Is the Weather Biased?
My mother has a theory: “The nicest weather is when you are at work, and then it rains on the weekend.” Hearing this from her once again, I think it is time to expose her theory to the facts and prove her wrong.
We’ll start by setting up some tools to help retrieve and categorize the data in terms of the type of day. In the United Kingdom, the weekend is Saturday and Sunday.
Now we can take the available weather data and split it into weekend values and weekday values, and discard dates where no value was recorded…
Finally, we need to average the data and present it clearly. We’ll do this as a separate step, as we’ll also want to access the raw data for further analysis.
OK, now I am ready to start. In the UK, the definition of “nice” weather is simple: the dryer the better and the hotter the better. Let’s look at the rain first…
Oh dear, she might be on to something. There has been on average nearly 0.02mm more rain on weekend days. Before conceding defeat, we have to know whether that is a significant result. Fortunately, Mathematica has all the statistics we need to test this.
If you take two sample sets from the same data then they are unlikely to have exactly the same mean. The question is, how likely is it that the means would be as different as these are purely because of the randomness of sampling? If the difference is very unlikely (the standard test is 5% of the time) then we conclude that it is significantly likely that the difference is because there is another cause (i.e., that they are being sampled from different data that actually has different means).
My hypothesis is that the weather has no bias for weekends, and therefore both sets of data are from the same data. So we give the test parameter for the difference in means as zero, and say the variances of both populations is equal and it is a TwoSided test, as the hypothesis is symmetrical.
We’ll create a shortcut function for this as we will do this test several times.
Phew! This tells us that the difference isn’t significant. Randomly dividing the data into two sets will produce this much difference in mean about 20% of the time.
What about temperature?
The average weekend temperature is 0.03°C higher—the opposite of her prediction—but again, let’s see if that is significant…
Not surprisingly, this isn’t significant either. But “niceness” is a combination of both values, and we don’t like it too windy either. Let’s factor in windiness; perhaps there is some complexity about combining the three data sets.
The weighting between the three values is somewhat subjective, but here is my formula. You will have to come up with your own to suit your climate and tastes.
Unfortunately, the weather stations that Mathematica is querying sometimes have missing data points when individual instruments or weather stations have been offline. We have to collect the data by day, reject any days where any of the values is missing, apply the “niceness” metric, and categorize as weekend or not. This is the kind of complicated data analysis that is made easy by Mathematica.

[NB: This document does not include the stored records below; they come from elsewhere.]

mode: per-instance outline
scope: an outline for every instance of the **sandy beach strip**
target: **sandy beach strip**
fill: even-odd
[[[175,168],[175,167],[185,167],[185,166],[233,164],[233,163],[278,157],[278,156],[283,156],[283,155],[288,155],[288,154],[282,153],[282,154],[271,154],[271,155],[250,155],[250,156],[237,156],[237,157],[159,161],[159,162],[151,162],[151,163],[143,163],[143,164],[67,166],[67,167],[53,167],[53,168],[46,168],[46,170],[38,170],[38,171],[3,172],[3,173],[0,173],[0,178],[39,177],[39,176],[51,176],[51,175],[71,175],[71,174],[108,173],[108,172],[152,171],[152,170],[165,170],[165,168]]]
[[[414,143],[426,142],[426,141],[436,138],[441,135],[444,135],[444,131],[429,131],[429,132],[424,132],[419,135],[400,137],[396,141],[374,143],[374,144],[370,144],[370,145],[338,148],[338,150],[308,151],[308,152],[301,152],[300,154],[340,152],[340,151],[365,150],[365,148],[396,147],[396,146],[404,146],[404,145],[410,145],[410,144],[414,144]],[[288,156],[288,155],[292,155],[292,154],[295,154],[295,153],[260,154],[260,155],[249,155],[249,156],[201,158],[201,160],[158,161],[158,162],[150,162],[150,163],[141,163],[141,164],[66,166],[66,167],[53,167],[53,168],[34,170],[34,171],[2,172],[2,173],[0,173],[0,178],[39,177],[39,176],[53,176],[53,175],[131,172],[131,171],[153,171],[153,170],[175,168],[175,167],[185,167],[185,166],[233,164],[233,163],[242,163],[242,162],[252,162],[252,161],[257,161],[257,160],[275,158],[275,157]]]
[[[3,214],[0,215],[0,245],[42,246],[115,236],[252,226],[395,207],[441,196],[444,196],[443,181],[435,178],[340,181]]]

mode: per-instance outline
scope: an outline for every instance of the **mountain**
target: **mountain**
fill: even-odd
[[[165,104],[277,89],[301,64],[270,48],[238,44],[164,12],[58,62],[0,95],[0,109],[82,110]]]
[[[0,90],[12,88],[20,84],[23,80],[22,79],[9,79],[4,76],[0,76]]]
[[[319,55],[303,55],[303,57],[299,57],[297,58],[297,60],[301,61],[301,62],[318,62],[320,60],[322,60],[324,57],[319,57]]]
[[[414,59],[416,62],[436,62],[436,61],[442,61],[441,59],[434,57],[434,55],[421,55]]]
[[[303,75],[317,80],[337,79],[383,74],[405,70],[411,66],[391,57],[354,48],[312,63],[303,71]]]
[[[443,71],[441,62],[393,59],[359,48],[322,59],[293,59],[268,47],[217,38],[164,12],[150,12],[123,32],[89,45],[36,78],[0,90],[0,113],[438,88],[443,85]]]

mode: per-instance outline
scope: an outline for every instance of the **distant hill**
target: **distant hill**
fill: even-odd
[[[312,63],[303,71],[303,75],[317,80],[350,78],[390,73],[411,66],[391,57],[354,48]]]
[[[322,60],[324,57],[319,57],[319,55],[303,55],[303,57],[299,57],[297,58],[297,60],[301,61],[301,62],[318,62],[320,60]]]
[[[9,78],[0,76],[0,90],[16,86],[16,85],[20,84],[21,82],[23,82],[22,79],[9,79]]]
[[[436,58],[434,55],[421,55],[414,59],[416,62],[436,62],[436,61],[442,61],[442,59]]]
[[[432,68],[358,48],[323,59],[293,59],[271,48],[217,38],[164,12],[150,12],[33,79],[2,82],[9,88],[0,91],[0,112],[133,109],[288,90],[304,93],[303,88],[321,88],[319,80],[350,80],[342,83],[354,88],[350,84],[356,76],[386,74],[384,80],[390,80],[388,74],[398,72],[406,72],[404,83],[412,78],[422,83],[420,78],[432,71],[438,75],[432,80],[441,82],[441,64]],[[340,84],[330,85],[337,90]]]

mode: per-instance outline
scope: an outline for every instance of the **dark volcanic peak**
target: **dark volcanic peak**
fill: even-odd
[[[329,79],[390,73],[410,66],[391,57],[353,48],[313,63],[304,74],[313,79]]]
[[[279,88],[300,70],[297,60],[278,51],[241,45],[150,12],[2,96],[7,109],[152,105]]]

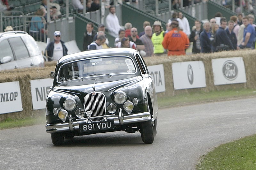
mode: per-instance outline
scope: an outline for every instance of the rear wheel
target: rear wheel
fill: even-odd
[[[51,134],[52,142],[54,145],[64,145],[64,137],[62,133],[52,133]]]
[[[148,111],[150,113],[150,109],[148,104]],[[141,122],[140,131],[142,141],[146,144],[151,144],[154,141],[154,133],[151,120]]]
[[[151,144],[154,141],[153,127],[151,120],[141,122],[140,136],[142,141],[146,144]]]

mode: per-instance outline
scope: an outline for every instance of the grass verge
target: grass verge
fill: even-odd
[[[222,144],[202,156],[197,169],[256,169],[256,135]]]
[[[256,96],[256,90],[241,89],[191,93],[158,99],[160,108]],[[0,129],[45,123],[44,114],[34,118],[8,118]],[[201,158],[198,169],[256,169],[256,135],[221,145]]]
[[[190,93],[172,97],[158,98],[158,102],[159,108],[162,108],[255,96],[256,90],[243,89]],[[19,120],[8,118],[0,122],[0,129],[45,123],[44,114],[39,115],[40,115],[34,118]]]

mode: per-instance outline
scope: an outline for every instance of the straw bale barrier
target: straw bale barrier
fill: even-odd
[[[157,93],[159,97],[172,96],[191,92],[208,92],[230,89],[248,88],[256,88],[256,50],[243,49],[234,51],[223,51],[211,54],[199,54],[179,56],[153,56],[144,58],[148,66],[159,64],[164,65],[165,80],[165,91]],[[214,85],[212,59],[224,57],[242,57],[245,69],[247,82],[244,83],[220,85]],[[173,87],[172,63],[185,61],[202,61],[204,64],[205,72],[206,86],[183,90],[174,90]],[[21,112],[0,114],[0,121],[7,118],[21,119],[33,117],[42,114],[43,110],[33,110],[30,91],[30,80],[50,78],[51,71],[54,71],[56,63],[46,62],[44,68],[33,68],[15,69],[0,71],[0,83],[19,81],[20,88],[23,110]]]

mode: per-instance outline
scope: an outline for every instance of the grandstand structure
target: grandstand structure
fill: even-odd
[[[195,19],[203,20],[211,18],[217,12],[221,12],[227,18],[237,14],[234,12],[234,9],[227,8],[220,4],[220,0],[209,0],[196,4],[193,4],[193,1],[192,5],[175,10],[183,13],[188,18],[191,27],[194,25]],[[229,1],[233,2],[234,0]],[[3,32],[6,26],[12,26],[14,30],[22,30],[28,33],[31,18],[34,16],[41,2],[41,0],[9,0],[9,5],[12,5],[14,9],[0,12],[0,32]],[[67,41],[75,40],[79,43],[78,46],[79,47],[81,40],[77,39],[82,37],[87,23],[93,22],[96,29],[99,24],[105,24],[104,18],[109,11],[106,9],[104,12],[97,10],[84,13],[78,13],[74,10],[71,0],[63,0],[63,4],[60,4],[62,17],[56,20],[47,22],[45,28],[47,27],[48,31],[48,36],[52,39],[53,32],[60,30],[65,35],[63,37],[63,41]],[[162,22],[163,26],[165,25],[174,11],[171,3],[171,0],[138,0],[137,3],[124,2],[122,4],[116,5],[116,13],[121,25],[124,25],[126,22],[131,22],[133,26],[137,28],[138,31],[141,32],[143,31],[142,25],[145,20],[153,23],[154,21],[158,20]],[[182,2],[181,4],[182,6]],[[250,13],[245,11],[243,12],[245,15]],[[46,20],[49,20],[48,18]],[[165,29],[164,26],[164,28]],[[108,34],[107,28],[106,33],[108,38],[111,37]],[[112,38],[114,39],[115,37],[109,38],[110,41]]]

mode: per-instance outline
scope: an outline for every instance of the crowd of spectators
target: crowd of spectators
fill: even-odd
[[[194,54],[255,48],[256,25],[253,24],[252,15],[241,17],[241,14],[239,13],[228,20],[218,12],[202,26],[201,21],[196,20],[190,30],[188,19],[183,14],[174,11],[166,24],[165,30],[159,21],[155,21],[152,27],[149,22],[145,21],[143,25],[144,31],[139,34],[137,28],[130,22],[124,25],[124,29],[122,29],[115,7],[109,9],[111,19],[106,19],[106,23],[109,32],[116,37],[115,47],[134,48],[144,57],[164,54],[184,55],[190,43],[193,43]]]
[[[87,0],[90,4],[87,6],[89,11],[97,10],[100,8],[99,0]],[[245,1],[246,5],[247,0]],[[75,5],[78,2],[82,5],[83,1],[72,0]],[[254,49],[256,33],[256,25],[253,24],[254,16],[249,15],[243,16],[241,13],[231,16],[227,19],[220,12],[214,17],[204,22],[196,20],[190,30],[188,19],[182,12],[173,12],[168,20],[164,30],[162,23],[155,21],[152,25],[149,22],[143,23],[144,31],[140,33],[137,28],[132,27],[132,23],[127,22],[124,26],[119,24],[116,13],[115,6],[110,6],[109,0],[104,0],[105,7],[109,10],[106,17],[106,26],[100,24],[98,32],[94,30],[94,24],[87,23],[84,35],[83,50],[87,50],[109,48],[108,39],[105,33],[105,29],[108,33],[116,37],[114,46],[116,48],[126,47],[139,50],[143,56],[161,55],[179,55],[186,54],[186,49],[193,43],[193,53],[208,53],[222,50],[235,50],[244,48]],[[173,1],[173,4],[178,6],[178,1]],[[200,1],[194,1],[199,2]],[[5,9],[10,7],[6,0],[0,1]],[[184,1],[184,5],[189,5],[191,2]],[[50,11],[47,12],[47,1],[42,0],[39,8],[36,14],[37,16],[31,18],[29,33],[36,41],[44,41],[44,33],[47,34],[45,19],[47,15],[50,15],[52,20],[61,16],[59,1],[50,0],[48,5]],[[176,4],[175,4],[176,3]],[[77,6],[78,10],[82,10]],[[47,38],[47,35],[46,35]]]

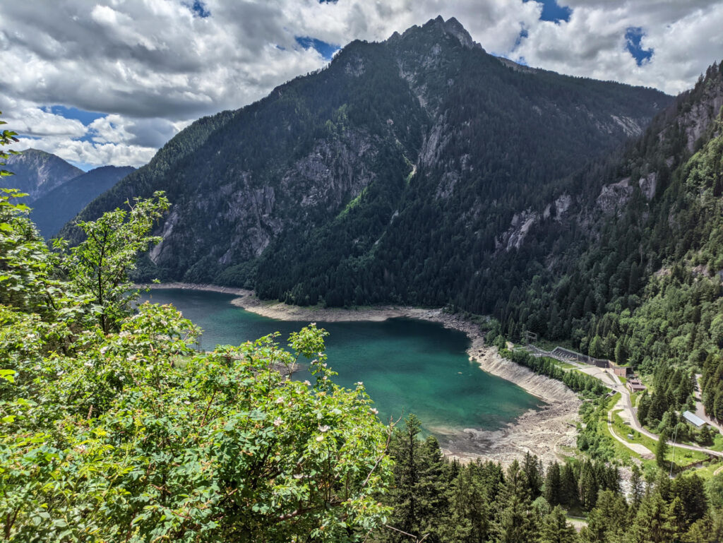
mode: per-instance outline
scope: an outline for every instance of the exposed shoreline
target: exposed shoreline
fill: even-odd
[[[384,305],[345,309],[301,307],[282,302],[258,299],[252,291],[213,285],[184,283],[156,283],[140,287],[203,290],[234,294],[231,303],[247,311],[278,320],[306,322],[375,321],[408,317],[438,322],[448,328],[465,333],[471,345],[467,349],[471,361],[482,369],[510,381],[540,398],[547,405],[539,411],[531,409],[501,429],[465,429],[448,434],[444,429],[435,432],[445,435],[440,444],[446,456],[461,460],[481,458],[503,464],[520,459],[527,452],[536,455],[544,463],[559,458],[560,446],[574,448],[581,401],[577,395],[560,381],[536,374],[526,367],[503,359],[497,349],[485,346],[478,325],[440,309],[425,309],[397,305]]]

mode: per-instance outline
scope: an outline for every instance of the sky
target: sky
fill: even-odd
[[[723,0],[0,1],[0,111],[17,150],[140,166],[199,117],[440,14],[492,54],[673,95],[723,59]]]

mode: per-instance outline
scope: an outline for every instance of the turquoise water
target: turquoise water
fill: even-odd
[[[308,324],[261,317],[231,304],[234,296],[181,289],[154,290],[144,296],[172,303],[204,330],[201,346],[239,345],[272,332],[289,333]],[[327,338],[329,365],[337,383],[362,381],[382,421],[414,413],[425,429],[444,442],[465,428],[497,429],[530,409],[539,398],[470,362],[461,332],[411,319],[382,322],[317,322]],[[294,378],[309,378],[304,372]]]

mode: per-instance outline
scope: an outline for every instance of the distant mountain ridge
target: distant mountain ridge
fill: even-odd
[[[2,186],[27,193],[26,203],[83,173],[60,157],[38,149],[12,155],[6,162],[8,171],[14,175],[3,177]]]
[[[328,67],[194,123],[80,216],[165,190],[147,278],[299,304],[474,307],[514,217],[671,101],[521,68],[454,19],[352,42]]]
[[[43,237],[53,237],[93,200],[135,169],[106,166],[74,177],[35,200],[30,218]]]

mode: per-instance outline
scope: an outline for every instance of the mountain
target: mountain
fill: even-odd
[[[197,121],[81,217],[165,190],[146,277],[476,309],[510,225],[670,100],[501,60],[437,17]]]
[[[26,192],[26,203],[83,173],[60,157],[37,149],[27,149],[20,155],[12,155],[6,163],[7,169],[14,175],[3,177],[3,187]]]
[[[74,177],[38,198],[32,204],[30,218],[46,239],[60,231],[83,208],[135,171],[131,166],[106,166]]]
[[[518,247],[489,270],[502,331],[656,372],[658,390],[690,380],[670,368],[703,372],[706,409],[723,419],[723,68],[561,186],[557,211],[529,210],[526,235],[510,231]]]

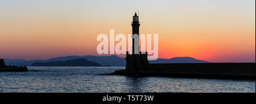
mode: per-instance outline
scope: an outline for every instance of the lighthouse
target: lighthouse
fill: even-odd
[[[133,27],[133,54],[139,54],[139,16],[134,14],[133,17],[131,26]]]
[[[133,27],[133,52],[130,55],[126,52],[126,70],[129,72],[136,72],[145,69],[144,67],[148,64],[147,60],[147,52],[139,51],[139,16],[135,13],[133,16],[131,26]]]

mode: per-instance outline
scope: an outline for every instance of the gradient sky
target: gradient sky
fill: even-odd
[[[0,58],[98,55],[97,35],[131,34],[138,9],[159,58],[255,61],[255,0],[1,0]]]

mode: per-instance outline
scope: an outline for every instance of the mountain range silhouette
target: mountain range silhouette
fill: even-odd
[[[68,56],[65,57],[57,57],[48,60],[26,60],[23,59],[3,59],[6,65],[27,65],[31,66],[34,63],[47,63],[51,61],[65,61],[70,60],[77,59],[86,59],[86,60],[93,61],[101,64],[102,66],[125,66],[126,60],[125,58],[119,57],[115,55],[109,56]],[[176,57],[170,59],[158,59],[154,61],[149,61],[150,63],[209,63],[207,61],[197,60],[190,57]]]

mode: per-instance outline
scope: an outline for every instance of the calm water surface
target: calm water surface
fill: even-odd
[[[28,67],[0,72],[0,92],[252,92],[255,81],[105,75],[125,67]]]

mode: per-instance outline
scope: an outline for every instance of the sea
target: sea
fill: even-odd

We are retrieving three data sets with around 20,000 points in each. My first naive approach was to search each set nearly 20,000 times. This was a bit slow, so instead we’ll tag the data with the type of data that it is, throw it all in together, and let the built-in Mathematica command GatherBy match up the dates. As a rule of thumb, if there is a built-in command close to what you want, try to use it rather than replicating it with something similar. This version takes a couple of seconds.
Not significant again.
At this point, I present the results. Peer review does not go well. My mother alleges selective choice of Oxford, a place where she has never lived.
I sense that it is time to change the goal of my research. Where is her theory MOST true? Let’s scan the largest 68 cities in the UK to see if it applies somewhere…
The places with the greatest variance are at the ends of the sorted list.
While both of these are significant with the 5% test, doing so on data which we have systematically selected for being the greatest outliers of 68 points is a sufficient abuse of statistical method to be meaningless. And I point out that Brighton, the place where her theory is least true, IS somewhere that she has lived.
We agree that the definitive answer would be to take into account every single UK weather station (or perhaps all those that she has lived near, weighted by how long she was there). It will only take a few more lines of Mathematica code, but I have concluded that if I want to still get birthday cards, it would be best to leave it as a mystery.